SCULPTURE & TECHNOMORPHOLOGY

art studio 105 - winter 2003 - Graham Budgett

Technology is the general area of concern for this class, Morphology - strictly defined as 'the study of form and structure as opposed to function'1 - is the operational approach. The term Technomorphology is coined here to signify a focus on the spatial-temporal evolutions of technological form.

'Form follows Function' is a fundamental Design directive that has arguably both facilitated and constrained human vision in areas such as Architecture, Engineering, and Industrial Design.2 Sculpture has no such directives - this class takes function as a given factor (for better or worse) in the appearance of technologies, and favours instead the morphological view of 3+ Dimensional technologies across historic time as its research and source material. This produces an alternate view of the history of technological production in order to better visualize the near future of spectacular technoculture. This formal approach to Technology should not be understood as 'formalist' in the usual art sense - the aim is not art for art's sake' (or technology for technology's sake) - it is cultural research, criticism, & production in Sculpture's 'expanded field'3.

In 1970, the art critic Jack Burnham wrote with true prescience:

Information processing technology influences our notions about creativity, perception, and the limits of art ... (It) is probably not the province of computers and other telecommunication devices to produce works of art as we know it; but they will in fact be instrumental in redefining the entire area of aesthetic awareness.4

This process of redefinition is well underway in popular culture, and 'Information Art' is at last reaching far beyond the threatened Gallery system, just as the early 'Conceptualists' championed by Burnham predicted. But there is much 'number-crunching' still to be done in the expanded field of Sculpture & Multi-Dimensional Design - moribund Histories & still-born Futures alike must be reprocessed. As a class, we will be looking at formal evolutions of technologies over time, and reconceiving them for visualisation & fabrication utilising software & hardware that 'New Technology' itself has delivered. 3D modeling, rendering, animation, & display tools, as well as traditional fabrication methods, will be applied to manifest virtual structure in actual space and vice versa.

The production of New Space - of new spatial complexes that visualise and make possible desirable Futures - is the intent of this class, but as with all technological practice, Dystopia is as likely as Utopia.

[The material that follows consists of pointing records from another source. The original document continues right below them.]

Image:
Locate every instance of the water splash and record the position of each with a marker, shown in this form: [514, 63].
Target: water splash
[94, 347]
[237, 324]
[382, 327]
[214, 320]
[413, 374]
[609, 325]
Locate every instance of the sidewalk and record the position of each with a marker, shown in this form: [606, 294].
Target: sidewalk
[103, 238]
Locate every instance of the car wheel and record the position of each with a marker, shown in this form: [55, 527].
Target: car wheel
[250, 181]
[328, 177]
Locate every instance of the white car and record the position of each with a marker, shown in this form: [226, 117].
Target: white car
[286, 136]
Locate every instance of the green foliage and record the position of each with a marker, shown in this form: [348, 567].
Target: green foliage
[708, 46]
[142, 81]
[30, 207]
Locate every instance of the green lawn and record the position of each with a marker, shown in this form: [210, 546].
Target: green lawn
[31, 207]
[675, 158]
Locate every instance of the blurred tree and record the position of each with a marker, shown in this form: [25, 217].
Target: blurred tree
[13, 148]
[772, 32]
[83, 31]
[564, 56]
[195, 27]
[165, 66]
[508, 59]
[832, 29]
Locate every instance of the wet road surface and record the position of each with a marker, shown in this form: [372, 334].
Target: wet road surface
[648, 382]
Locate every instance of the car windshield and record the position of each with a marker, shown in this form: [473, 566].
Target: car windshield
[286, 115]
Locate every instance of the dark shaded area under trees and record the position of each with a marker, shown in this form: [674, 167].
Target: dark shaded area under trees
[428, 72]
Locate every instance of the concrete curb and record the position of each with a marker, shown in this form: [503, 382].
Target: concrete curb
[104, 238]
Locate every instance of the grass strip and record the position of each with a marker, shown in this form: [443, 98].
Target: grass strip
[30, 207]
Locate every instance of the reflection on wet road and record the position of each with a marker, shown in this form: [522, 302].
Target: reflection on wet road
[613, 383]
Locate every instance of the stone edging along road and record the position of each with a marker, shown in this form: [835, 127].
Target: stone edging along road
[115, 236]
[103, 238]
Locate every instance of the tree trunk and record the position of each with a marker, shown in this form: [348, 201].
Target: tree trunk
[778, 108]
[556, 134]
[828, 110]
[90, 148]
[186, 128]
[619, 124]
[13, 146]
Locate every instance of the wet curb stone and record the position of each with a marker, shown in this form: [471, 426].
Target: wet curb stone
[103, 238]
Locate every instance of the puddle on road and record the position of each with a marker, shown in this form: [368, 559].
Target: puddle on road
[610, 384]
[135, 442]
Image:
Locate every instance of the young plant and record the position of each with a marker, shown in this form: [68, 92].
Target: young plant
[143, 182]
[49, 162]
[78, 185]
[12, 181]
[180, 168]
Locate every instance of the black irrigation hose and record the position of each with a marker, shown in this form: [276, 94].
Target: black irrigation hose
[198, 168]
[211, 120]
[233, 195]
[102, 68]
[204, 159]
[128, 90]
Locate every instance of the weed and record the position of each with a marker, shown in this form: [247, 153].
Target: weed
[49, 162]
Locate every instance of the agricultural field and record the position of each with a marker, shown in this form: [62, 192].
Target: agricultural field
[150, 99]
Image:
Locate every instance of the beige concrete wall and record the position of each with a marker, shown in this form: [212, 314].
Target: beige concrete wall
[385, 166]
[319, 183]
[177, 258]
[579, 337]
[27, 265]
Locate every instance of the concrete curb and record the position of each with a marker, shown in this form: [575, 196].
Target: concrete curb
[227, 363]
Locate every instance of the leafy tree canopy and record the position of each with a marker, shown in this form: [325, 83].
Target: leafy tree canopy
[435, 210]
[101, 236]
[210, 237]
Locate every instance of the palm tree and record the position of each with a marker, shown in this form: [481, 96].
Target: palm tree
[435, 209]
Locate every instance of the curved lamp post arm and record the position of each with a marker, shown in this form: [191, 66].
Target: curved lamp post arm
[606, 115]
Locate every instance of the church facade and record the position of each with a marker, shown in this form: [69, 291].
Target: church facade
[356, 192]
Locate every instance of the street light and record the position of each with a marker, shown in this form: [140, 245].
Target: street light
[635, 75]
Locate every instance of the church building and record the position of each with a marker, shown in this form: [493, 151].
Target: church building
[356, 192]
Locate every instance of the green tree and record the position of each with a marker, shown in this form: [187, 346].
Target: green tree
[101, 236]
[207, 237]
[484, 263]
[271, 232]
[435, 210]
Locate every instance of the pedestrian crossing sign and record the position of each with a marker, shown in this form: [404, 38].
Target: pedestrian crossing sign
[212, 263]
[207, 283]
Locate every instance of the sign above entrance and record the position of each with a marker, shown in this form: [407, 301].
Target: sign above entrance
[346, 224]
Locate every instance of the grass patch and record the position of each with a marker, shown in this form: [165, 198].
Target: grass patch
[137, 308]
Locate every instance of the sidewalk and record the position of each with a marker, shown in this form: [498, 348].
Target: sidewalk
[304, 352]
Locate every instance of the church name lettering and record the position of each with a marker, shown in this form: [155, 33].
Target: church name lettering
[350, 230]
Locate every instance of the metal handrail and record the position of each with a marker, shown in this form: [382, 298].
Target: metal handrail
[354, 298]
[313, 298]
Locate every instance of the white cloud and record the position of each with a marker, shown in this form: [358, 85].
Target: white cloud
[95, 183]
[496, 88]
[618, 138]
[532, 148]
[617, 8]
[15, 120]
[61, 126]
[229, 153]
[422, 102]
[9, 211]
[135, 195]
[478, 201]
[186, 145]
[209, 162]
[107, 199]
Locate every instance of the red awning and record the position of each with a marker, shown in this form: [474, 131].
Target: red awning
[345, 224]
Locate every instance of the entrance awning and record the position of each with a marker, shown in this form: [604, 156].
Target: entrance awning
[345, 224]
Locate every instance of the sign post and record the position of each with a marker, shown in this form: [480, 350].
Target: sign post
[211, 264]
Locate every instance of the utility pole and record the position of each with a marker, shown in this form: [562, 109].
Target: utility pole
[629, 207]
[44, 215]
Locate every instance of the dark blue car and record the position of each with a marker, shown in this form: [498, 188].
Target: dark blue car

Graham Budgett, December 2002


1 Chambers' Scientific & Technical Dictionary
2 [i.e. The original iMac was a brash acknowledgement of the underlying form of the Cathode-Ray Tube that for decades had simply been boxed-in with a beige plastic shell connected to other 'beige boxes'. Using transparency and curvacious form to reveal its infrastructure, the original iMac mischievously celebrated and simultaneously attempted to speed the obsolescence of the 'CRT'.]'
3 Rosalind Krauss, 'Sculpture in the Expanded Field',
The Originality of the Avant-Garde and Other Modernist Myths, MIT, 1985
4 Jack Burnham, 'Notes on Art and Information Processing', Software - Information Technology: Its New Meaning for Art - pages 10-14; catalog of the "Software" exhibition curated by Burnham at the Jewish Museum in Brooklyn, NY, 1970.